VR: As I said earlier, I do not inhabit the world of Bengali literature. But I have my antennae, and circle of friends, so I learn about some writers and books. And I began an engagement with Bangladesh in 2019.

I am translating the novel Talashnama, by Ismail Darbesh. That has become something of a phenomenon in West Bengal, and specifically in the Muslim community, since its publication in 2021. The author holds up a mirror to his community in an empathic way. People in the community who would otherwise never read a novel have read it. Its impact, in translation, cannot be compared with that of the Bangla original. That is an organic phenomenon. But it is a work that will be educative for a reader in English in India, and especially in this time.

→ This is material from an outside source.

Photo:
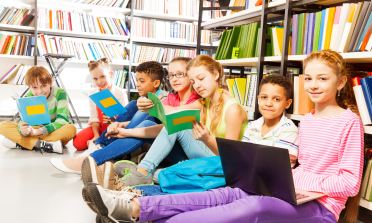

Ansar Uddin, a marginal farmer in a village in Nadia district, West Bengal, has been writing for over thirty years, and his work is like an ethnography of the life and milieu of rural Muslims in West Bengal, and the changes over the last fifty years. He is a memory keeper. I translated his collection of essays, The Song of the Faraway Village, with Labani Jangi, and we are keen to translate his novel Gorakhaler Kathakata (Telling Cowherd Tales), about the vanished world of the village cowherd.

Audity Falguni is a gifted and sensitive Bangladeshi writer. I translated a beautiful story by her, “Rukmini Kanu’s Days”, and I would like to translate a collection of her short stories.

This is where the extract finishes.